11 julho, 2010

DA INEVITABILIDADE DO INFERNO

Sempre me habituei a considerar a privacidade como um reduto do sagrado. Parece-me, pois, importante resguardar do olhar do outro o que lhe seja alheio. Não falar alto em público, não ter conversas íntimas próximo de ouvidos estranhos. E o inverso também foi sempre a minha prática, nem levanto ouvidos para a conversa do lado, nem atento demasiado na passagem dos outros. Guardo desde sempre o hábito de, quando instada em público por um telemóvel que não desarma, responder cripticamente e quedar-me por um “Eu depois ligo.”

Mas os outros não parecem ter pudores semelhantes aos meus. Interrompem-me a manhã e a leitura do jornal com conversas desbragadas, ouço, por mais que o não queira, os planos para o dia, sou levada a assistir ao desenrolar de conversas como espectadora forçada num teatro que não escolhi.

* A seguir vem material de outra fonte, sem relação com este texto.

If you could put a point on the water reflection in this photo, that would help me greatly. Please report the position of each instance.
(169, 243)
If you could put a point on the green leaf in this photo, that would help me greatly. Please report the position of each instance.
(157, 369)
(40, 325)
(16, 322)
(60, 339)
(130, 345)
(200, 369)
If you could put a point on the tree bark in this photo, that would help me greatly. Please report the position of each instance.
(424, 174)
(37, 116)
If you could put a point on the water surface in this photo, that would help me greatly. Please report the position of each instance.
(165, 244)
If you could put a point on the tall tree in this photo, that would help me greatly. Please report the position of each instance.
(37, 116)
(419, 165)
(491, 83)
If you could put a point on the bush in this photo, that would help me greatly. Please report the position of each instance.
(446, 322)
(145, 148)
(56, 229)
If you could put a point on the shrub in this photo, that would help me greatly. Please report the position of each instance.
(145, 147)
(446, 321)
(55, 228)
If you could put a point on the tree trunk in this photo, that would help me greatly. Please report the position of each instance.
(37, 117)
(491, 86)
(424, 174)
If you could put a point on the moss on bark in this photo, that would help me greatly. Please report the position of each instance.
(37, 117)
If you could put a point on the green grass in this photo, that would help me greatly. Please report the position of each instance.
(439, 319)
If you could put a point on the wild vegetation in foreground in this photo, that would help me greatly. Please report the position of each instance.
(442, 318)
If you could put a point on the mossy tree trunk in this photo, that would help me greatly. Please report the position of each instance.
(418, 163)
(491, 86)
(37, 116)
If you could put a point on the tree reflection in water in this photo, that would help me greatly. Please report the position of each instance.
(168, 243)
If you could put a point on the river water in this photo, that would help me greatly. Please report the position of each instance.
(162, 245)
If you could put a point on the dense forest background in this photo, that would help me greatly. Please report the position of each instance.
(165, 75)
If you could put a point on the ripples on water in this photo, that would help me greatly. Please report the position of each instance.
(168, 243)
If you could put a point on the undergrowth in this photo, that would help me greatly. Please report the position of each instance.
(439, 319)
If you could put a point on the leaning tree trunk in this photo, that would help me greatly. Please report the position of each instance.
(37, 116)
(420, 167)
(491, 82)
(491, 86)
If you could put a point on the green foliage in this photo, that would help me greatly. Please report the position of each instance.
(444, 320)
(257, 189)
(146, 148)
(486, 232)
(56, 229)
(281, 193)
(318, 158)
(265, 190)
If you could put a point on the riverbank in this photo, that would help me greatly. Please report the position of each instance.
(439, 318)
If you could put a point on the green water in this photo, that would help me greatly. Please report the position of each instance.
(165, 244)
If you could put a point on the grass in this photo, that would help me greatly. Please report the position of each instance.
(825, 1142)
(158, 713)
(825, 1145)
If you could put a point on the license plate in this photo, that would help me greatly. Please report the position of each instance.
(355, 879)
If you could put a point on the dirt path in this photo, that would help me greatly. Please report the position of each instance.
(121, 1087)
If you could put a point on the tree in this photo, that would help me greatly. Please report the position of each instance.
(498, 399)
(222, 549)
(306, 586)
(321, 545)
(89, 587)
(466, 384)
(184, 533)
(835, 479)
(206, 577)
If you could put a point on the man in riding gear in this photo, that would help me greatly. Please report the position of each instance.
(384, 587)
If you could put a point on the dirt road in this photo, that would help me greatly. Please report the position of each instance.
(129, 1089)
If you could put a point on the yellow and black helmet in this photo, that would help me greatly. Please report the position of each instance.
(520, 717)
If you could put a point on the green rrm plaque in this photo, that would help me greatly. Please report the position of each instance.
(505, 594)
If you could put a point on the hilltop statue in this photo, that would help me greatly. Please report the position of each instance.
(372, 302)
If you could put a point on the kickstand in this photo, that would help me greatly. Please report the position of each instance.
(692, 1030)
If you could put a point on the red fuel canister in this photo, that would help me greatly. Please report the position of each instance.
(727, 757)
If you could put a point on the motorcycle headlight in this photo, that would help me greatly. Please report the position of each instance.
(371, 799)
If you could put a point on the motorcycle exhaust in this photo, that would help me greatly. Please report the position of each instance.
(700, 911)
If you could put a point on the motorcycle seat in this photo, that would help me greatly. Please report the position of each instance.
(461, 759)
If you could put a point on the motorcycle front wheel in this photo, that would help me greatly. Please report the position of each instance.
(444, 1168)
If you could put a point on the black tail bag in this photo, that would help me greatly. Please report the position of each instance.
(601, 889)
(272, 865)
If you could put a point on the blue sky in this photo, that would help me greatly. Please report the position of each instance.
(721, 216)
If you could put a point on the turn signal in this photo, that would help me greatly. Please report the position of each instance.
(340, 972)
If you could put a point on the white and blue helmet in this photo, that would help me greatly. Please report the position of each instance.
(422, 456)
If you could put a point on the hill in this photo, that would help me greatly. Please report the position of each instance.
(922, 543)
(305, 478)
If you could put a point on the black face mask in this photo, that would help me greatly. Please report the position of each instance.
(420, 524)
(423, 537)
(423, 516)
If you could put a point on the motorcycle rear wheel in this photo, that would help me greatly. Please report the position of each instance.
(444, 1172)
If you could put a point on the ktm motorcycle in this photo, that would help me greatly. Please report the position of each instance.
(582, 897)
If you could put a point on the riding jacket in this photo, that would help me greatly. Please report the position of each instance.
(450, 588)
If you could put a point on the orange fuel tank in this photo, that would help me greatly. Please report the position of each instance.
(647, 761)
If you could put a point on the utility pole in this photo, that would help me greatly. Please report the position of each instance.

Gosto do ruído aveludado dos cafés, do ondular das conversas em surdina, imperceptíveis, gosto do mistério dos outros. Das vidas alheias, não, obrigada.

3 comentários:

Reinaldo Amarante disse...

Terei em atenção este post quando tiver de te telefonar. De resto, concordo contigo e foi por essas e outras que tenho de aceitar que há pessoas que têm sistematicamente o seu telemóvel desligado, números que não aparecem na lista e números para um grupo restrito de amigos.

de sousa disse...

Leio este post, sentado numa esplanada de praia, enquanto sou víctima de uma família numerosamente ruídosa.
É o factor vuvuzela que tanto agrada aos portugas.
Gosto do burburinho(é assim que se escreve, não é?) e do barulho miudinho do tinir das chávenas, dos esqueiros a acender, das coisas "piquenas".

Margarida disse...

Nunca o diria melhor.
Absolutamente sintonizada com o 'desabafo'; a falta de pudor, respeito e urbanidade são gritantes exemplos da "descivilização" crescente.